B. Bölge Adliye Mahkemesinin Kabulü
Kararın sanık tarafından istinaf edilmesi üzerine, soruşturma sırasında alınan bilirkişi raporunda suça konu konuttaki kurulu gücü tespit etmeden veya bu aboneye ait suç tarihi öncesi ve sonrasına ait tüketim föyleri de incelenmeden varsayıma dayalı tespitte bulunulması nedeniyle söz konusu raporun hükme esas alınamayacağı, ancak bununla birlikte sanığın kovuşturma aşamasında tüm zararı ödediği nazara alındığında gelinen aşama itibariyle yeni bir bilirkişi görüşü alınmasının da gerekli olmadığı anlaşılmakla mahkûmiyet kararının kaldırılarak kamu davasının düşürülmesine karar verilmesi gerekirken mahkûmiyetine karar verilmiş olması, hukuka aykırı görülerek, ilk derece mahkemesi hükmü tamamen kaldırılarak, sanık hakkında karşılıksız yararlanma suçundan cezalandırılması istemi ile kamu davası açılmış ise de; katılan kurumun zararının giderilmesi ve kovuşturma şartının gerçekleşmemesi nedeniyle 5237 sayılı Kanun’un 168/5 ve 5271 sayılı Kanun’un 223/8 maddeleri gereğince açılan kamu davasının düşmesine karar vermek suretiyle istinaf başvurusunun esastan reddine karar verilmiştir.
IV. GEREKÇE
05/07/2012 tarihinden sonra işlenen suçlar bakımından, 6352 sayılı Kanun’un 84. maddesi ile 5237 sayılı TCK’nın 168. maddesine eklenen 5. fıkra uyarınca, zararın soruşturma tamamlanmadan önce tazmin edilmesi halinde kamu davası açılamayacağı, başka bir anlatımla zararın giderilmemesinin dava şartı olduğu dikkate alındığında, soruşturma aşamasında şüpheliye, belirlenen vergili ve cezasız zarar miktarını kamu davası açılmadan önce tamamen tazmin etmesi halinde hakkında dava açılmayacağı da hatırlatılarak usulünce bildirimde bulunulup, makul bir süre tanınması ve soruşturma aşamasında zararın tamamen tazmini halinde kovuşturmaya yer olmadığına dair karar verilmesi, tamamen tazmin edilmemesi halinde ise dava açılması gerekmektedir.

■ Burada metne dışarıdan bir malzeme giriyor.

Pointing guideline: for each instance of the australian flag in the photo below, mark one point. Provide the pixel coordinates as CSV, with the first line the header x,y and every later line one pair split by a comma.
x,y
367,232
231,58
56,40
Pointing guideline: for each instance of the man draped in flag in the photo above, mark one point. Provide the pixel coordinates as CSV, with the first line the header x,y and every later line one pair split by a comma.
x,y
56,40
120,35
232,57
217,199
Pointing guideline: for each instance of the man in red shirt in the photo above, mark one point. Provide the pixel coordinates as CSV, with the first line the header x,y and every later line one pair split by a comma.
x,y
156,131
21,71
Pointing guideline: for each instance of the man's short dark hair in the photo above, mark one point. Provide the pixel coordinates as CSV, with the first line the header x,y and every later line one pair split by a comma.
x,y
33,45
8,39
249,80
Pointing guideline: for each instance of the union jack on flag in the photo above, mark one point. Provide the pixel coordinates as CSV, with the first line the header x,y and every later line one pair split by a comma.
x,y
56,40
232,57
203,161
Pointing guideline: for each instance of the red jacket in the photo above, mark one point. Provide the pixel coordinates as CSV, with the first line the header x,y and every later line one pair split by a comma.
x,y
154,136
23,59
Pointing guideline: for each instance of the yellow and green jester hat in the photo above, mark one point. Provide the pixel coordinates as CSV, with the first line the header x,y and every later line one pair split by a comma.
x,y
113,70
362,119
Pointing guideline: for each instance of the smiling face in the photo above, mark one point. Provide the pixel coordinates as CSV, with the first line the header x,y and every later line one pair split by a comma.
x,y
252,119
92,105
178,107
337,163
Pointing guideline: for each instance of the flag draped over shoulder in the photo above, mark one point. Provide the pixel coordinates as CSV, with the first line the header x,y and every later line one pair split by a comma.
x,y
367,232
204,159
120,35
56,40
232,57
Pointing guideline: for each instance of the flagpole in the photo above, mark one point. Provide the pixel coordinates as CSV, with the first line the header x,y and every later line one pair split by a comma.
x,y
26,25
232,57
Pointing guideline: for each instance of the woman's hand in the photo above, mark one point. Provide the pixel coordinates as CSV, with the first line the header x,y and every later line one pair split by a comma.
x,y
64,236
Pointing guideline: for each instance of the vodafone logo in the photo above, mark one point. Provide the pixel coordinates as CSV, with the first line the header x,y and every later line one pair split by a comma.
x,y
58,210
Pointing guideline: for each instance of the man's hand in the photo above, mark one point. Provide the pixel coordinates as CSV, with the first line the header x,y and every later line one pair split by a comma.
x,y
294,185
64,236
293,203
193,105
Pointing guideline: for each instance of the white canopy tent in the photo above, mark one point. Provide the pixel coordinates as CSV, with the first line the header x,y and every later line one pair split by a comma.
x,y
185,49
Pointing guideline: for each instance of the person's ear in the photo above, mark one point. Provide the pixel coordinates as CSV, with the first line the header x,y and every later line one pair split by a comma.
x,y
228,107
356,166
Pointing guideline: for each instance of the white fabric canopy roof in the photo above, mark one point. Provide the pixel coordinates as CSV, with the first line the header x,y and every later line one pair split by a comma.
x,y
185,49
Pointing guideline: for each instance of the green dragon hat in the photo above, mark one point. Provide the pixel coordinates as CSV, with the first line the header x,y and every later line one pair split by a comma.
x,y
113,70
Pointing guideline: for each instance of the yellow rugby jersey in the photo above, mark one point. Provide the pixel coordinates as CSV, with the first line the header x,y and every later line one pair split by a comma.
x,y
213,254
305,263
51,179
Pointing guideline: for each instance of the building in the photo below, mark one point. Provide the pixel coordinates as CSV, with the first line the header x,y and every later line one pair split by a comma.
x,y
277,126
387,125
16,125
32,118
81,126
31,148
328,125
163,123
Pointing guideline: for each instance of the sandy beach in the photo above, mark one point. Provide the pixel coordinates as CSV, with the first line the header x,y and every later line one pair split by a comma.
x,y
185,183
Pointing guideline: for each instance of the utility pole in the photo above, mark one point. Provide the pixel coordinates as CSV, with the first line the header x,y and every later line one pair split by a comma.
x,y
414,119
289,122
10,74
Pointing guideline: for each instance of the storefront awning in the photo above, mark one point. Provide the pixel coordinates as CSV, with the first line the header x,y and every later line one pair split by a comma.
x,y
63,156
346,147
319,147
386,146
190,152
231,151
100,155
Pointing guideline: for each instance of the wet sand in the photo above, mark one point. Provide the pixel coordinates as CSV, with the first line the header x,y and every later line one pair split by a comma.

Ancak anılan şekilde soruşturma aşamasında kurum zararı bilirkişiye tespit ettirilmeden ve tespit ettirilse dahi usulünce bildirimde bulunulmadan sanık hakkında dava açılması halinde sanık kovuşturma aşamasında zararı tamamen giderirse, zarar soruşturma aşamasında giderilmiş gibi, 5271 sayılı Kanun’un 223/8. maddesi gereğince kamu davasının düşürülmesine karar verilmesi, ayrıca sanığın 5237 sayılı Kanun’un 168. maddesinin 5. fıkrası hükmünden kaç kez yararlandığının denetimi açısından verilecek kararın 6352 sayılı Kanun’un 103. maddesi ile 5352 sayılı Adli Sicil Kanunu’nun 6. maddesine eklenen 2. fıkra uyarınca adli sicilde bunlara mahsus sisteme kaydının sağlanması gerekir.
Bu açıklamalar ışığında somut olayda; soruşturma aşamasında bilirkişi raporu alınarak, sanığa usulüne uygun ödeme ihtarı yapılmış olduğu, ancak sanığın soruşturma aşamasında kendisine tanınan sürede zararı tazmin etmediği ve hakkında kamu davasının açıldığı, sanık tarafından kovuşturma aşamasında katılan idarenin zararının giderilmiş olduğu anlaşılmakla, sanık hakkında verilecek cezada 5237 sayılı Kanun’un 168/5. maddesine göre etkin pişmanlık hükümleri uygulanarak indirim yapılması gerektiği gözetilmeden yazılı şekilde davanın düşmesine karar verilmek suretiyle düzeltilerek istinaf başvurusunun esastan reddine karar verilmesi hukuka aykırı görülmüştür.

V. KARAR
Gerekçe bölümünde açıklanan nedenlerle … Bölge Adliye Mahkemesi 11. Ceza Dairesinin 15.02.2021 tarihli ve 2020/570 Esas, 2021/406 Karar sayılı kararına yönelik katılan vekilinin temyiz isteği yerinde görüldüğünden hükmün, 5271 sayılı Kanun’un 302/2. maddesi gereği Tebliğname’ye uygun olarak BOZULMASINA, dava dosyasının, 5271 sayılı CMK’nın 304/2. maddesi uyarınca bozma nedeni de dikkate alınarak yeniden incelenmek ve hüküm verilmek üzere … Bölge Adliye Mahkemesi 11. Ceza Dairesine gönderilmesine, 31.05.2023 tarihinde oy birliğiyle karar verildi.